Of the multiple designated clinical forms of tularemia, those identified in this cohort were ulceroglandular (46.7%), glandular (17.9%), typhoidal (14.0%), oculoglandular (2.0%), oropharyngeal (1.6%), and meningitis (0.1%). Of the 908 patients for whom outcomes were known, 27 (3.0%) died. Of 256 patients with an invasive form of infection (pneumonic, typhoidal, meningitic), 10 (3.9%) died, while only nine (1.6%)of 573 with a noninvasive form did so. Among the minority of patients for whom the information was available, approximately two-thirds of those infected with Type A strains died, while this was true for only approximately one-third of those with Type B (tularemia holarctica) infections. There was no difference in mortality between the two groups (4.8% vs. 4.7%).
Of the cohort of 1,163 patients, 905 (77.8%) had evidence of having received one or more antibiotics considered high efficacy, with 536 (62.8%) having received a tetracycline, while 338 (39.6%) received a fluoroquinolone, and 203 (23.8%) were treated with an aminoglycoside — approximately one-fourth received combinations of high-efficacy agents. The median interval from symptom onset to receipt of a high-efficacy antibiotic was 11-13 days depending on the specific antibiotic type. Administration of high-efficacy antibiotics was associated with a significantly greater likelihood of survival. Multivariable analysis (after controlling for culture status) found that the survival odds were 10 times higher with receipt of high-efficacy antibiotics.
COMMENTARY
Francisella is an intracellular pathogen that, on staining, appears as small, gram-negative coccobacilli with fastidious growth characteristics with relatively prolonged incubation times of as many as five to seven days in blood cultures and two to 14 days on solid media. It is considered a potential bioterrorism agent, and the clinical microbiology laboratory should be notified of suspicion of its presence when specimens for culture are submitted.

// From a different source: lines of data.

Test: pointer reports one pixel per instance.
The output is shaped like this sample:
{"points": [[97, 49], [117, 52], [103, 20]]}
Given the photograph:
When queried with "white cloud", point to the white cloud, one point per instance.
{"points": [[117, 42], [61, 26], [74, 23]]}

The Gram stain characteristics are typical of some other dangerous pathogens, such as Brucella, and also should alert laboratory personnel.
Infection can occur at very low inocula and may result from a variety of exposures, including direct contact with infected animal tissues, ingestion of contaminated food or water, inhalation, and arthropod bites. Tularemia is present worldwide and is acquired in all U.S. states except Hawaii.
The diagnosis of tularemia depends on knowledge of its multiple clinical manifestations together with a high index of suspicion. Even when it is suspected, the fastidious nature of the organism and slow growth may necessitate empiric therapy prior to disease confirmation.